La ciudad se había vestido con sus galas más grises para el gran día. Incluso en la parte superior de su cuerpo abstracto se había colocado un velo de igual tonalidad. Esperaba engalanada, mientras en algún punto lejano, se remiraba en el espejo cristalino del mar, para no tener arrugas en el vestido.
En aquel día sólo posaría, sonreiría, dejaría grabado para la posteridad más lejana su aspecto. La ciudad, tan violentamente dulce, albergue de toda historia como entorno ficticio, tal vez fingido, tal vez no.

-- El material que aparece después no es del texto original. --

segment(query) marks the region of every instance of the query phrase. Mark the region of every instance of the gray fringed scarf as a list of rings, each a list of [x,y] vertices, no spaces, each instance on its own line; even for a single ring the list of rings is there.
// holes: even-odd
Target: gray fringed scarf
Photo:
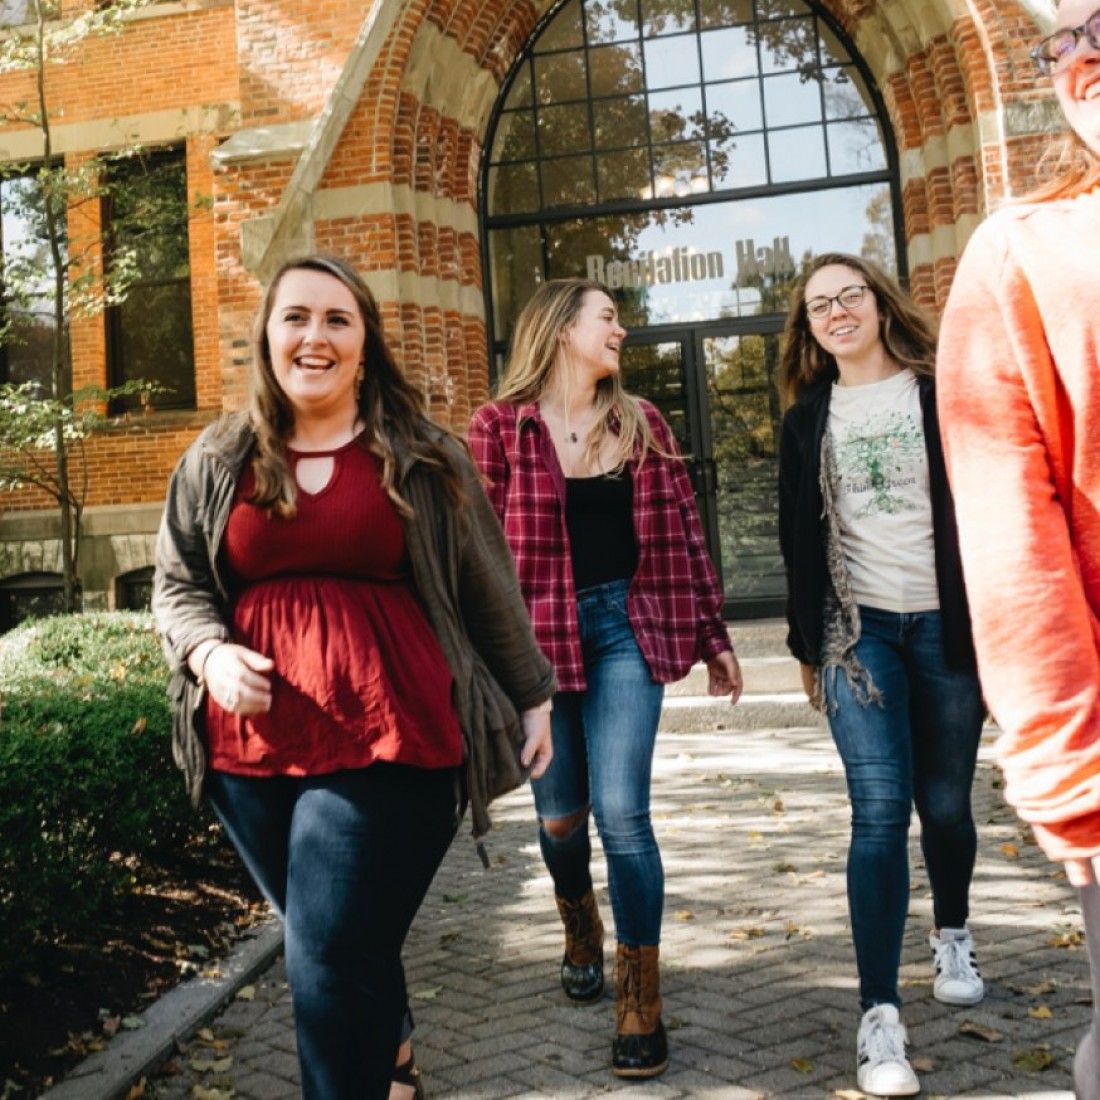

Él camina como un soldado, firme, mirando a su alrededor, en actitud vigía; su equipo en la mano, a veces al cuello. Preparado para la batalla, siempre cargado, dispuesto a llevar a cabo su cometido. Juez y parte, también elemento ajusticiado, decide, instado por el simple gesto del chico que le porta, a quién aplicar una dosis de destino, fatídico o no, eso es lo de menos.
Repentinamente, casi sin percatarse, ha elegido ya el quién para este momento. Busca la mirada, no quiere hacerlo por la espalda, sería cobarde. La encuentra, ojos de noche. Sí, dispara. Quién sabe si por última vez, miran unos ojos que en el papel revelado adquirirán la tonalidad del ochenta y uno por ciento de negros en la escala de grises, y que reflejarán, casi imperceptiblemente, al chico empuñando su cámara. La magia de la instantánea, la magia de la fotografía.